Die Entwicklung von ADHS kann auch durch die familiäre und schulische Umwelt beeinflusst werden.

Die familiären Bedingungen, aber auch die Bedingungen im Kindergarten und in der Schule, unter denen ein Kind mit einer ADHS lebt, sind zwar nicht die ausschließliche Ursache der Störung, aber sie können in einem erheblichen Maße die Stärke der Probleme und ihren weiteren Verlauf mitbestimmen. Wenn Eltern selbst psychische Probleme haben (z.B. ADHS-Probleme) oder in der Familie viel gestritten wird oder wenn finanzielle Belastungen sehr stark sind, dann können dadurch die ADHS-Symptome des Kindes verstärkt werden. Auch hierbei muss von einem Wechselspiel zwischen den Faktoren der familiären und schulischen Umwelt mit der genetischen Ausstattung des Kindes und mit möglichen Belastungen während Schwangerschaft oder Geburt ausgegangen werden.

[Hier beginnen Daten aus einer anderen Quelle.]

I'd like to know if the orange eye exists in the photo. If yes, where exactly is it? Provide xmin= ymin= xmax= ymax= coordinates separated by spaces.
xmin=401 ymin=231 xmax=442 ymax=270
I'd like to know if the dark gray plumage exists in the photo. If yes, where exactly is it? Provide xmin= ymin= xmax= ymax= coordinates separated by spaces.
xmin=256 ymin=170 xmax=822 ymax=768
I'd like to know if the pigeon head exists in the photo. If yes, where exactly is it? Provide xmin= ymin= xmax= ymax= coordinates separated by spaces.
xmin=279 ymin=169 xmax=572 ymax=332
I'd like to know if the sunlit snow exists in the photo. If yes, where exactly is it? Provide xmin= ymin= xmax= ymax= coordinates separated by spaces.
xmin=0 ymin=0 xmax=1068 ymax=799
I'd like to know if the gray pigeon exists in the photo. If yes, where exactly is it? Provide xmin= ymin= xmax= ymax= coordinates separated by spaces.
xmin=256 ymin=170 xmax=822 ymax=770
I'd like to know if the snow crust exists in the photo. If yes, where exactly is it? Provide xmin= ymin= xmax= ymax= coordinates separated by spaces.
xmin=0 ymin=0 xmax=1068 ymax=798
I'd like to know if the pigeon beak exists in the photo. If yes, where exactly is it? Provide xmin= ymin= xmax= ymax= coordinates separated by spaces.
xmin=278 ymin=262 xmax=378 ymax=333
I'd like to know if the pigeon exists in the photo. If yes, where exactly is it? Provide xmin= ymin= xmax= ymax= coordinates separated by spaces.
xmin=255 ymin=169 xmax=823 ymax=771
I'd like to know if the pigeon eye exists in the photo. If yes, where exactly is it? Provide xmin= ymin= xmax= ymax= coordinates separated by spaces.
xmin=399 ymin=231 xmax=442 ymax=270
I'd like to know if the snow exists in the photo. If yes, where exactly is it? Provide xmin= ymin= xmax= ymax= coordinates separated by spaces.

Aufgrund ihrer Unruhe und ihres impulsiven Verhaltens stoßen Kinder mit ADHS häufiger an Grenzen als andere Kinder und übertreten diese auch häufiger. Darüber hinaus reagieren Kinder mit ADHS auf die normalen Erziehungsmaßnahmen oft nicht so, wie andere Kinder. Die Eltern, die Erzieher und die Lehrer geraten deshalb häufig in schwierige Erziehungssituationen. So entsteht ein Teufelskreis aus Ermahnungen und Grenzsetzungen. Positive Erfahrungen treten gegenüber diesen negativen Ereignissen sowohl in der Familie als auch im Kindergarten oder in der Schule immer mehr in den Hintergrund. Zwischen den Eltern und dem Kind oder Jugendlichen, aber auch zwischen Lehrern und Kind oder Jugendlichem kommt es so immer häufiger zu unangenehmen Erfahrungen und negative Interaktionen nehmen immer weiter zu.

Diese negativen Erfahrungen erhöhen das Risiko, dass das Kind immer stärker mit Unruhe, Impulsivität und Unaufmerksamkeit, aber auch vermehrt mit verweigerndem und aggressivem Verhalten reagiert und so die Symptome von ADHS und zusätzliche Probleme immer weiter zunehmen.